For a long time I’ve not been writing beyond the things that the academy expects of me. There are loads of reasons; not wanting to be read with thoughts half-baked, for example. But increasingly, the world has reached such a pitch that I’ve felt like I wanted to say something, anything, if only for myself. And if my positionality as someone capable of taking space much more easily than those not male, or white, has pulled me back from writing publicly*, it shouldn’t have kept me from writing at all. I shouldn’t have left things as they were. I should have kicked the ox off my tongue a while ago.
Which is what this is going to become. I had a blog once, long ago; this is the blog now. It won’t be graceful or polished; it won’t even necessarily be read. But it will be written in.

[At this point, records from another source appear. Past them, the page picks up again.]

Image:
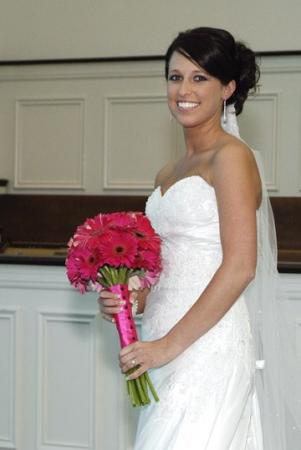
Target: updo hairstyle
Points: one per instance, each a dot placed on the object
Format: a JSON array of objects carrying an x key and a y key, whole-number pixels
[{"x": 216, "y": 51}]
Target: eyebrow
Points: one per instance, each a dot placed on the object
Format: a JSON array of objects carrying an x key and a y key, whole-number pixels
[{"x": 195, "y": 71}]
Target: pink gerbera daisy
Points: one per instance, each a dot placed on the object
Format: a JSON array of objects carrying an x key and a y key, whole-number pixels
[
  {"x": 119, "y": 220},
  {"x": 83, "y": 263},
  {"x": 118, "y": 248},
  {"x": 87, "y": 233}
]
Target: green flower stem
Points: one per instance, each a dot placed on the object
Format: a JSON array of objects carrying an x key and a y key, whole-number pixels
[
  {"x": 143, "y": 395},
  {"x": 151, "y": 386},
  {"x": 138, "y": 389}
]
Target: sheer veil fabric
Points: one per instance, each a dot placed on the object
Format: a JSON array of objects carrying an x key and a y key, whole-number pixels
[{"x": 278, "y": 371}]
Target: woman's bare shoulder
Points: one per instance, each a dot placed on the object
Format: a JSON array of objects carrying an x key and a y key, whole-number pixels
[
  {"x": 164, "y": 173},
  {"x": 235, "y": 156},
  {"x": 234, "y": 170}
]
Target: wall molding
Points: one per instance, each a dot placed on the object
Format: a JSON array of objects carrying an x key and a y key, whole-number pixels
[
  {"x": 110, "y": 101},
  {"x": 20, "y": 107}
]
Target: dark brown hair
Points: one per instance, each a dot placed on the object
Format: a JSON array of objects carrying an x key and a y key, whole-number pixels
[{"x": 217, "y": 52}]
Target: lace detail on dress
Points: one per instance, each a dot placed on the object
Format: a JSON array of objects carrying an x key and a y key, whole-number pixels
[{"x": 193, "y": 388}]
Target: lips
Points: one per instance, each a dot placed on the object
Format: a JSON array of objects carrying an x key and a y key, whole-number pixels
[{"x": 187, "y": 106}]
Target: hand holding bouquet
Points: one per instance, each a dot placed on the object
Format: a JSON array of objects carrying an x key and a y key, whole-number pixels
[{"x": 104, "y": 253}]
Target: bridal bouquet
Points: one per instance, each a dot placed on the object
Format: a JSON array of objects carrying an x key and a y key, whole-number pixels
[{"x": 105, "y": 253}]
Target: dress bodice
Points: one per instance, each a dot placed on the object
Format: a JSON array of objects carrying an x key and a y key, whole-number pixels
[{"x": 186, "y": 219}]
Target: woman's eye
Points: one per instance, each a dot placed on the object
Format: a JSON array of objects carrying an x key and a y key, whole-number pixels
[
  {"x": 174, "y": 77},
  {"x": 200, "y": 78}
]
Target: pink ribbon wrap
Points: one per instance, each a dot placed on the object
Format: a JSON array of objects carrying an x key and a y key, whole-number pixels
[{"x": 124, "y": 319}]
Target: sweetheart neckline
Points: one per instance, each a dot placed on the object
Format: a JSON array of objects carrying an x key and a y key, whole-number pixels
[{"x": 179, "y": 181}]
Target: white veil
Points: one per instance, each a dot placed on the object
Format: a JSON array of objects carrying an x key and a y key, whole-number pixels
[{"x": 278, "y": 366}]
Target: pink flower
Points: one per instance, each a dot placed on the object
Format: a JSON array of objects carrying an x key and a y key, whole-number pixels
[
  {"x": 83, "y": 264},
  {"x": 87, "y": 233},
  {"x": 119, "y": 220},
  {"x": 118, "y": 248},
  {"x": 147, "y": 238}
]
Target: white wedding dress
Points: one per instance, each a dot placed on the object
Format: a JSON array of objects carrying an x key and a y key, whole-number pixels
[{"x": 207, "y": 394}]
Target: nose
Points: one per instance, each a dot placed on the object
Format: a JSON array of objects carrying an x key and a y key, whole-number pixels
[{"x": 184, "y": 88}]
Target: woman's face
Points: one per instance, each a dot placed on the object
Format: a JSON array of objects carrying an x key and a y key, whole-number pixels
[{"x": 194, "y": 96}]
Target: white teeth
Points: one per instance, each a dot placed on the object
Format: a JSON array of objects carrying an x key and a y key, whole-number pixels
[{"x": 187, "y": 105}]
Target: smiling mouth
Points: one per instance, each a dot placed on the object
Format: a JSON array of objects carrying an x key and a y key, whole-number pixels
[{"x": 187, "y": 106}]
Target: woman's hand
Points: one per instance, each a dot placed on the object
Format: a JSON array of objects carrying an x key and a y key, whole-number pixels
[
  {"x": 110, "y": 304},
  {"x": 144, "y": 356}
]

A year or so ago I started something called Tuesdays and Fridays with a friend of mine I called my Editor: Tuesday and Friday of each week, I would post a poem in a Google Drive folder that only she and I had access to. My job was to write something, anything, and share it by then. Her job was to nag me if I hadn’t done it.
Tuesdays and Fridays stopped out of reasons I no longer understand. It’s starting again. This blog is starting again. It’s worth it, I think, to use whatever space I have to practice not being dumb, or merely observing, the world as I am beginning to understand it. It may even be better for me if I actively have no dreams of this ever being read. But it will be here, for my eyes and for those that might wander onto it, until the servers die and the Anthropocene folds onto us like a heavy cloak. Until the ox gets bored.
*Which is such a strange privilege in itself! Assuming not only that what I wrote would be worth saying, but also that it would somehow of course be published.